Even though many appendicitis symptoms are common, they could also be signs of other ailments. The person can get different diagnoses before the doctor figures out what’s causing the pain. The most common symptoms of appendicitis include:

  • Abdominal pain
  • Fever
  • Nausea and vomiting
  • Tenderness at a particular point in the abdomen
  • Loss of appetite

It is difficult to diagnose the symptoms of appendicitis amongst aged adults and loved ones suffering from other underlying conditions. For any of the symptoms above, see your doctor for professional advice.


During an appendicitis examination, your doctor will apply pressure to your lower abdomen to detect signs of severe discomfort. Your doctor may order a laboratory to confirm his diagnosis. Lab tests your doctor may collect include:

  • Blood analysis
  • Endoscopy
  • Abdominal computerized tomography
  • Urine test to confirm a kidney infection
  • MRI, or CT-scan to check for appendix inflammation


Appendicitis can lead to life-threatening conditions if it ruptures. A ruptured appendix causes the rapid spread of infection to the peritonitis and can lead to severe complications if not treated surgically. 

Additionally, a ruptured appendix can lead to abscess formation in the abdomen. Your doctor can treat this condition using a tube to remove the abscess over a short while (2 weeks).

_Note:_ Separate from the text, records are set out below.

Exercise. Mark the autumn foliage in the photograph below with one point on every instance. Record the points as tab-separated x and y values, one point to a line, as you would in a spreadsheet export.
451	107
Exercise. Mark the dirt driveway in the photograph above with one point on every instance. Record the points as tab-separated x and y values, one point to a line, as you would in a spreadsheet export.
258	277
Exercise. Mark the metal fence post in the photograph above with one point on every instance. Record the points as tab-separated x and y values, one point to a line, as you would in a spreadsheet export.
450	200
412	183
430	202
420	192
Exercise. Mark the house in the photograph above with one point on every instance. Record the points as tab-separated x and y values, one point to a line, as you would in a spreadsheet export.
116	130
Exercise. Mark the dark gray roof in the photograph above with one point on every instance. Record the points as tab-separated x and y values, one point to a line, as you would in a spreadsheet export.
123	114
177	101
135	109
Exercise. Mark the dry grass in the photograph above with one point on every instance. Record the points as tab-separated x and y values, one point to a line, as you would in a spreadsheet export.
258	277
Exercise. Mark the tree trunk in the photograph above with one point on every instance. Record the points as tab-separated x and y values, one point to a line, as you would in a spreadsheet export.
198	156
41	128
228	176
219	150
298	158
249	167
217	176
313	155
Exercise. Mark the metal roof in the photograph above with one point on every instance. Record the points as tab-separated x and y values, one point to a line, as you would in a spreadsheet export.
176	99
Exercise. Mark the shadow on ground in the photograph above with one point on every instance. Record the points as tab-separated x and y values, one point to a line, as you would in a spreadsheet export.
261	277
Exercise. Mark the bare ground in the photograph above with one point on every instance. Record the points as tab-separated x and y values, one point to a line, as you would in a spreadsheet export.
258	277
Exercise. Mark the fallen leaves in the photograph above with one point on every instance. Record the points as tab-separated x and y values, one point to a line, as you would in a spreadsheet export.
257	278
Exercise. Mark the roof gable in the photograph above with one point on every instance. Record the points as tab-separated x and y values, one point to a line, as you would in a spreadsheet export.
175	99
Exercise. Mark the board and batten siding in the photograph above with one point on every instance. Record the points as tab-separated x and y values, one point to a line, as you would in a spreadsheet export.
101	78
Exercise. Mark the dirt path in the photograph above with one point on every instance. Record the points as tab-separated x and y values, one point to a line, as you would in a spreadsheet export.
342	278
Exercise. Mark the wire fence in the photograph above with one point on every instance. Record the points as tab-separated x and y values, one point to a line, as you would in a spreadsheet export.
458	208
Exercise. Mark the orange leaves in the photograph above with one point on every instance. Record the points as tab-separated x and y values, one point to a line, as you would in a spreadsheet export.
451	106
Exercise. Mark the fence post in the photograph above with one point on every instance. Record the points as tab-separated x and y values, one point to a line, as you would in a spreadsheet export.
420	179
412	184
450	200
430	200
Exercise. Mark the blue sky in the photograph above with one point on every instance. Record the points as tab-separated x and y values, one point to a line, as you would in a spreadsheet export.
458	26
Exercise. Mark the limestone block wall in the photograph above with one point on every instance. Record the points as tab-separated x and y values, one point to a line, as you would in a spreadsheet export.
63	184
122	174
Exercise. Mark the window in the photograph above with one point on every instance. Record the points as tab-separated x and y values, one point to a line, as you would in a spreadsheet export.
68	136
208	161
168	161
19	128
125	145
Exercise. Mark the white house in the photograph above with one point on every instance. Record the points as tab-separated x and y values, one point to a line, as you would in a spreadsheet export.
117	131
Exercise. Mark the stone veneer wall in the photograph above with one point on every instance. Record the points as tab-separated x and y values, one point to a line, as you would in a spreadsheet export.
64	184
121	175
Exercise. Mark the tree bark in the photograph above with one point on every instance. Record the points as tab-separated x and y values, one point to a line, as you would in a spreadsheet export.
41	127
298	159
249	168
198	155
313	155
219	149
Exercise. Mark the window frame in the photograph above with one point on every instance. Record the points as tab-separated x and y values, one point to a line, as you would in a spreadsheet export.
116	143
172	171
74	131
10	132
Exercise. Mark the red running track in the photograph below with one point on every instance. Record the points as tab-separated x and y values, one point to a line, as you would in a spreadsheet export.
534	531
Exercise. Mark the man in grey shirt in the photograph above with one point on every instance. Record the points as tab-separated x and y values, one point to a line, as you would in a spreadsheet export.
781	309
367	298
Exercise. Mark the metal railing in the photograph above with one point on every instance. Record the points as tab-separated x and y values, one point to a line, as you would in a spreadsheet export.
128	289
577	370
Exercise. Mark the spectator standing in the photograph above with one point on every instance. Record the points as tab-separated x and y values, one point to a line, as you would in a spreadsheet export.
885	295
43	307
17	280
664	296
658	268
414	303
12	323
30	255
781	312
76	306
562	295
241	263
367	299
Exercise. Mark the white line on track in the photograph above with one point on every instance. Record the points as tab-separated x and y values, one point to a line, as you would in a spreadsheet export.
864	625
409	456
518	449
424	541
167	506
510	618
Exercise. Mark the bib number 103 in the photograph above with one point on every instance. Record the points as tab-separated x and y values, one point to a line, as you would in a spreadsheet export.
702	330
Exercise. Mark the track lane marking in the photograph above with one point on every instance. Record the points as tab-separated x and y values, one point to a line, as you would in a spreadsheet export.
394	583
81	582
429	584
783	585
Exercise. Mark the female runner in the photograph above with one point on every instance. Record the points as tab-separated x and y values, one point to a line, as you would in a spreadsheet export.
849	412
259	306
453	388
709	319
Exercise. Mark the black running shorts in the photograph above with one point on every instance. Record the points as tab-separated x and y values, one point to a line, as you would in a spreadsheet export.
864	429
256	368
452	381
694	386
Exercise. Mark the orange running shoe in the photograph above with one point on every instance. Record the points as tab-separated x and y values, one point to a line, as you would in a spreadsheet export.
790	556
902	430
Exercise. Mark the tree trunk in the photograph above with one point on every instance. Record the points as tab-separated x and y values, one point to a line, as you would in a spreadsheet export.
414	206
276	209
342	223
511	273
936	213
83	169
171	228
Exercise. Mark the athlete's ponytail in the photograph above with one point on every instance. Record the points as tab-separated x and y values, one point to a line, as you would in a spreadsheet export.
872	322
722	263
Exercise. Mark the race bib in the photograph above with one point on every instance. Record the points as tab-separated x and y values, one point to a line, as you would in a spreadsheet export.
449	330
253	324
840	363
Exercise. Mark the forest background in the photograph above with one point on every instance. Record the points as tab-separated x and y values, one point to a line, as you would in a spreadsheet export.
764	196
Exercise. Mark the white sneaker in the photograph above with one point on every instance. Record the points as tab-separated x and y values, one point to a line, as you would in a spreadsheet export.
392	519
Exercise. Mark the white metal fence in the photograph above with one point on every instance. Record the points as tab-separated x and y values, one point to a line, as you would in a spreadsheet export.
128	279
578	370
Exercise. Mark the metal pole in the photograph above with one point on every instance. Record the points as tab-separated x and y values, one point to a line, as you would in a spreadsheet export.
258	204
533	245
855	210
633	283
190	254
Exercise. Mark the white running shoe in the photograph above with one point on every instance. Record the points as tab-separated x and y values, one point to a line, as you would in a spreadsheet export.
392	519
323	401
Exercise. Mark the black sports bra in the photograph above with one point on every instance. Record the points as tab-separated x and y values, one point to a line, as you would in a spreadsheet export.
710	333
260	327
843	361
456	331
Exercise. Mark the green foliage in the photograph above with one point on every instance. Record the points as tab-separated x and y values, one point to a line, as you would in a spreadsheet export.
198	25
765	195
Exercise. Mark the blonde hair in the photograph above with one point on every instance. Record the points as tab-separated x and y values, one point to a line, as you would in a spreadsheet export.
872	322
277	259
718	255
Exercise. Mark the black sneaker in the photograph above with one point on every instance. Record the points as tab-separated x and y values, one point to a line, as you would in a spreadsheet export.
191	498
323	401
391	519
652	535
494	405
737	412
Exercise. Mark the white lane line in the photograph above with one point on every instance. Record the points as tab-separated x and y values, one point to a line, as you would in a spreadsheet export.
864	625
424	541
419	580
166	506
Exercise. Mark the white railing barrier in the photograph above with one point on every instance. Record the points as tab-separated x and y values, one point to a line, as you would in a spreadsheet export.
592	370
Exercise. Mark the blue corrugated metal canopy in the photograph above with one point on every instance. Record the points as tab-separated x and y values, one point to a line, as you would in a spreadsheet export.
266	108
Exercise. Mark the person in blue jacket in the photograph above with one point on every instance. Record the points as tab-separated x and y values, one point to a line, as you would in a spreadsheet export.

The most frequently recommended treatment for appendicitis is a procedure called an appendectomy. This procedure involves the removal of the appendix. If ruptured, your doctor will administer antibiotics to treat infection and clean the abscess from your abdomen before performing an appendectomy.

Appendectomy is often recommended to patients because the procedure is minimally invasive, and the recovery time is higher. Additionally, your doctor may prescribe pain relievers to help manage pain and discomfort.

Some studies show that consuming a low fiber diet can increase the risk of developing this condition. It is thought that the best way to prevent appendicitis is to consume diets rich in fibers such as whole grains, fruits, and vegetables, as experts believe that consuming these foods reduces the risk of developing this condition.

If you suspect you have appendicitis, consult your physician immediately for diagnosis and treatment.